A frustrating screen for people with poor internet connections.

 

 

Internet access on most Manitoba farms remains second-rate when compared with what's available in urban centres. Despite improvements over the last number of years, on-farm high-speed connections, where available, are often slower and more expensive relative to internet access in nonrural areas.

Curtis McRae, who farms in the St. Andrews area, says producers are dealing with an information disadvantage.

"There's a huge gap in service. We are so far behind. Anything we do online has to be text based. Anything with a visual aid, such as a picture, you have to download overnight," he says.

McRae, who's the chair of Keystone Agricultural Producers' Rural Development Committee, says the infrastructure that's already in place for internet access at rural hospitals and schools could be used to provide improved internet access to rural landowners.

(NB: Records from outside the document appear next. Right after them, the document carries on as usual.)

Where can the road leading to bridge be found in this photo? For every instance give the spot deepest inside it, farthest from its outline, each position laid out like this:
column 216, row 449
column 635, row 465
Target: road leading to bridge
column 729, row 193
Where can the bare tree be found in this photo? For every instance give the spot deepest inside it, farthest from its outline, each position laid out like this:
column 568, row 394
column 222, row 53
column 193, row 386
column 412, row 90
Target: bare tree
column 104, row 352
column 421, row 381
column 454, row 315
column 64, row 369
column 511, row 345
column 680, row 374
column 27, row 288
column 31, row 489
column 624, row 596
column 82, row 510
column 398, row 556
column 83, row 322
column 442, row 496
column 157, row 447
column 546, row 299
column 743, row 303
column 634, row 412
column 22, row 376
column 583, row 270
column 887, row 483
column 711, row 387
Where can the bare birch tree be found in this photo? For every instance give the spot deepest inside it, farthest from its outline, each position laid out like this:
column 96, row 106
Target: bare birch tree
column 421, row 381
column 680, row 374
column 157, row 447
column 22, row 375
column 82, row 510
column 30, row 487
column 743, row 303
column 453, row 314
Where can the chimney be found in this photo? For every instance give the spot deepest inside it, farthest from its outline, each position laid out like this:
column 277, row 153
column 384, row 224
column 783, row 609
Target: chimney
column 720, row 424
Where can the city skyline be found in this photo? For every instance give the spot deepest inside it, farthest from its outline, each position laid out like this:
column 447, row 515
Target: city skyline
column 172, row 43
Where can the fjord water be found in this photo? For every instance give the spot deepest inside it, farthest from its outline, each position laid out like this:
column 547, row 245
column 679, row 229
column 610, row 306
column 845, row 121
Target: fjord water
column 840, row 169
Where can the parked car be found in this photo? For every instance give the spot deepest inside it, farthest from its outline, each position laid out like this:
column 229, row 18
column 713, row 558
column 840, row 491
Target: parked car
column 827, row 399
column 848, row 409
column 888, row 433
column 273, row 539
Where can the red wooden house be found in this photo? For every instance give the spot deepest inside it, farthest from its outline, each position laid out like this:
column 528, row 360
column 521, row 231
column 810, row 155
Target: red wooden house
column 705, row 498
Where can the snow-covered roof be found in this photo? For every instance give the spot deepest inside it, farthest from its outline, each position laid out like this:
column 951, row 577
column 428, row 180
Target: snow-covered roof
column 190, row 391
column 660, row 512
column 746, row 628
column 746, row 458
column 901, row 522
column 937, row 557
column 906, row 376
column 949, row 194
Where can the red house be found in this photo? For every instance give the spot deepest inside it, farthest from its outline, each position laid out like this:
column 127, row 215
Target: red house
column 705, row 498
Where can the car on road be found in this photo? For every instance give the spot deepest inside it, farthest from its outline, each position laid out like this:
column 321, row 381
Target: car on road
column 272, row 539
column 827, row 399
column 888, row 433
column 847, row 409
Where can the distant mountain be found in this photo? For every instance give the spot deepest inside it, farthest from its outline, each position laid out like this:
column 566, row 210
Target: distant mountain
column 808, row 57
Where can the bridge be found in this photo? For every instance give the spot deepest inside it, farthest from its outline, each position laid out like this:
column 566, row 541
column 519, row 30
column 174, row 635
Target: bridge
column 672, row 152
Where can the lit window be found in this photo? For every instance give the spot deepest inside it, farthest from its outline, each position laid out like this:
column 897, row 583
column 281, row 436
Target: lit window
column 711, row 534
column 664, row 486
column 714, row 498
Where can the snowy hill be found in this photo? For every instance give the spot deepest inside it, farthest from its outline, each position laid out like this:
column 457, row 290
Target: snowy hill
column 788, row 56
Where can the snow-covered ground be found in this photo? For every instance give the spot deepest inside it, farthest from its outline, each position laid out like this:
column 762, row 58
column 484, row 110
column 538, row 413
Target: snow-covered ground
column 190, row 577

"Rural people understand the infrastructure required to get high-speed out to us is not just a drop in a bucket, but we know that hospitals and schools are places that require high-speed to better the next generation and to keep the occupants of this province healthy," he says. "Most rural people live within 20 miles of a school or hospital, so we might be able to provide access to 80 percent of the populace."

He says improved internet access would be a public good.

"The government wants to run an internet-based economy. That's the way the world is trading and the way that everybody's doing business," he says. "We can't do things through the same means that every other business does. Our problem is that we're located outside the urban centres, so distance becomes the issue."

"As far as building our economy, anytime a Manitoba farmer can market his or her goods more effectively, more efficiently, it puts more money into our economy and everybody benefits from that," says McRae.